Fourth Circuit overturns use restrictions on pesticides.

Last week, the Fourth Circuit Court of Appeals handed down a unanimous decision vacating a 2008 Biological Opinion by the National Marine Fisheries Service (“NMFS”) that supported use restrictions on certain pesticides near the habitat of endangered Pacific salmon. In Dow AgroSciences v. National Marine Fisheries Service [PDF], the Fourth Circuit held that the Biological Opinion was arbitrary and capricious under the Administrative Procedure Act. The Biological Opinion, which concluded that the application of chlorpyrifos, diazinon, and malathion would jeopardize endangered and threatened salmonids, failed to adequately explain certain critical assumptions. The Fourth Circuit directed that the Biological Opinion be remanded to NMFS for further analysis and revision.
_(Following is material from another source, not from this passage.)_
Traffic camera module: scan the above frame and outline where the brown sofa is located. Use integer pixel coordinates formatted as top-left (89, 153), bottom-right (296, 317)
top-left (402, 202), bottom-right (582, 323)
This decision may have sweeping effects on other pesticides subject to use restrictions recommended by NMFS Biological Opinions. The overturned Biological Opinion was the first issued as part of a 2008 settlement requiring the EPA to consult with NMFS on 37 pesticides, with eight more Biological Opinions forthcoming. NMFS may have to reevaluate their procedures in developing Biological Opinions, which would only worsen EPA’s backlog of pesticide consultations. This reversal exemplifies the overburdening of the NMFS (and Fish and Wildlife Service) under the Endangered Species Act’s protracted consultation process.